🤖 AI Summary
This work addresses the challenge of optimizing scan strategies in laser additive manufacturing, where multi-objective coupling among thermal accumulation, residual stress, and distortion complicates decision-making. Conventional reinforcement learning approaches often suffer from optimization bias due to insufficient fidelity in reward functions and environment models. To overcome this, the authors propose a two-tier Proxy–FEA diagnostic framework: a lightweight thermally informed proxy model efficiently generates candidate scan policies at the lower tier, while sparse high-fidelity Abaqus finite element simulations at the upper tier provide reference labels to calibrate both reward design and world model. This approach uniquely integrates efficient proxy modeling with sparse FEA validation, revealing trade-offs among Mises stress, U3 displacement, and PEEQ plastic strain. Evaluated on the LDED32 benchmark, it identifies the center_out strategy as a robust compromise, demonstrating that sparse FEA is critical for mitigating proxy-induced misguidance and enhancing reinforcement learning reliability.
📝 Abstract
Reinforcement learning offers a promising approach for scan-order optimisation in laser additive manufacturing, where sequential scan decisions critically influence thermal accumulation, residual stress, distortion, and final part quality. A central challenge in applying RL to this domain lies in reward and world-model fidelity: full finite-element analysis is computationally prohibitive for dense in-the-loop evaluation, while cheap thermo-inspired proxy metrics, though efficient, may capture only partial aspects of the true thermo-mechanical objectives. This paper investigates a bilevel Proxy--FEA diagnostic framework for reward and world-model diagnosis in reinforcement-learning-guided scan-order optimisation. The lower level employs lightweight scan-path and thermo-inspired proxies for rapid candidate generation and preliminary policy-side screening, while the upper level utilises sparse Abaqus FEA simulations to provide simulation-based reference labels.
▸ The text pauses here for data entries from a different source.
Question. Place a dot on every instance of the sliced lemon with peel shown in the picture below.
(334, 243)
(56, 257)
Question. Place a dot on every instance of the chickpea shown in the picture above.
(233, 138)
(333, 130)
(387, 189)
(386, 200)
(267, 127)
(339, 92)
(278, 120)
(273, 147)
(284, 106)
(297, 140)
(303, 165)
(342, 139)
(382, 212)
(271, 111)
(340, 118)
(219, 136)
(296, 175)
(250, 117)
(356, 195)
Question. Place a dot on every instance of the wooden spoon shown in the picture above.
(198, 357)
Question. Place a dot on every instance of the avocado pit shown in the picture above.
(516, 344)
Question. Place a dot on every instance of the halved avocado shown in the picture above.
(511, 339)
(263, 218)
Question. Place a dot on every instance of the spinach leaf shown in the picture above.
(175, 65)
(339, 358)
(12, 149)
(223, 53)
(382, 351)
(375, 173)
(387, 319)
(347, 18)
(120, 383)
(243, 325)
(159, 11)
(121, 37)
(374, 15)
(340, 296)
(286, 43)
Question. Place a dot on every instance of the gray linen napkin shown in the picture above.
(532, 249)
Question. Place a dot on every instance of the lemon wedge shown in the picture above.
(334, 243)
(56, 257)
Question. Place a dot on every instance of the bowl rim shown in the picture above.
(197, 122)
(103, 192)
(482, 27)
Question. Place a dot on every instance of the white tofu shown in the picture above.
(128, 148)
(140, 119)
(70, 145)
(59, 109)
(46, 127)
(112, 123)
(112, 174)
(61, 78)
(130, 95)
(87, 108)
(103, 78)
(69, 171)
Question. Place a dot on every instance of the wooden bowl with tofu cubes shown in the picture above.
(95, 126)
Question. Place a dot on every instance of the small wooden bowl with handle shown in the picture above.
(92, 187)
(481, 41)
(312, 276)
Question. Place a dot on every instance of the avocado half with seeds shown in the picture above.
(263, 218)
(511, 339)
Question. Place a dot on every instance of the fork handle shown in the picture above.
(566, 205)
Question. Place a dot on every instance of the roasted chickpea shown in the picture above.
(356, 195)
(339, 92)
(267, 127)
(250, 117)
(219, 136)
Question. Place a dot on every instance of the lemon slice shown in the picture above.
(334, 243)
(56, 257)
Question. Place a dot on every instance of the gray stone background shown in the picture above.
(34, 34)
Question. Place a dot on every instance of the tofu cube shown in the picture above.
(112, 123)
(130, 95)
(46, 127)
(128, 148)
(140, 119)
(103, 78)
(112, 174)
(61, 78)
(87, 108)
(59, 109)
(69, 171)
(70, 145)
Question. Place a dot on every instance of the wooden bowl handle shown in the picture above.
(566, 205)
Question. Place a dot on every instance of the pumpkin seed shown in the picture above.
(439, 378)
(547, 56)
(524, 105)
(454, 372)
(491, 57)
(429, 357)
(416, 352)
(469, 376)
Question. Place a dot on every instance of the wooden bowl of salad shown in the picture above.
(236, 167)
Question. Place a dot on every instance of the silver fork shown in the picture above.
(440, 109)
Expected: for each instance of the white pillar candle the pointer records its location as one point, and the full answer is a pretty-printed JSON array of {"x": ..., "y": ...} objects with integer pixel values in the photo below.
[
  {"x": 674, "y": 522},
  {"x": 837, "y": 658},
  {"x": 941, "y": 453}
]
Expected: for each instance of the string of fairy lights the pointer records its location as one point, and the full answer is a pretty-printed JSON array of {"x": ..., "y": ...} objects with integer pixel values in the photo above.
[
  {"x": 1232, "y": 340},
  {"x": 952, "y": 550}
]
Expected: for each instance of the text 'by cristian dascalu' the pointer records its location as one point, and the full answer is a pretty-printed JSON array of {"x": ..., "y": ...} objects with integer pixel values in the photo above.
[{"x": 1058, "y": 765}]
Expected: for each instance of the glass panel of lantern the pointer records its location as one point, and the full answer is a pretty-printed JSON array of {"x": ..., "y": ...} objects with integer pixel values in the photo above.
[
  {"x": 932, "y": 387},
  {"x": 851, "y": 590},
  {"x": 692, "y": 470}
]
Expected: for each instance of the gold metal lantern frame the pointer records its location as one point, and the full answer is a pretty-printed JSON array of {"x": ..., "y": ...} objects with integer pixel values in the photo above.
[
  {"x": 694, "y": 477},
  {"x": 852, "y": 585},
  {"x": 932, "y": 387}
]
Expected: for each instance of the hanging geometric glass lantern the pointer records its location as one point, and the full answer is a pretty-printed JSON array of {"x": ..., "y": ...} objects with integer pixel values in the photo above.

The framework is examined on a simplified whole-track heating LDED32 stripe benchmark comprising ten representative scan strategies. Final-cooling residual Mises stress, U3 vertical distortion, and PEEQ plasticity metrics reveal an observed stress--distortion trade-off rather than a single monotonic quality objective. Within the evaluated set, the center_out strategy emerges as a robust compromise candidate, while raster_left_to_right and edge_in form opposing endpoints of the trade-off. Proxy--FEA alignment analysis shows that current cheap path-based metrics predominantly capture distortion-related (U3) behaviour and exhibit only weak correlation with the sparse FEA reference labels. These findings highlight that proxy-only reward designs risk misalignment in future RL training and underscore the value of sparse FEA reference signals for diagnostic-guided reward and world-model refinement prior to large-scale policy optimisation.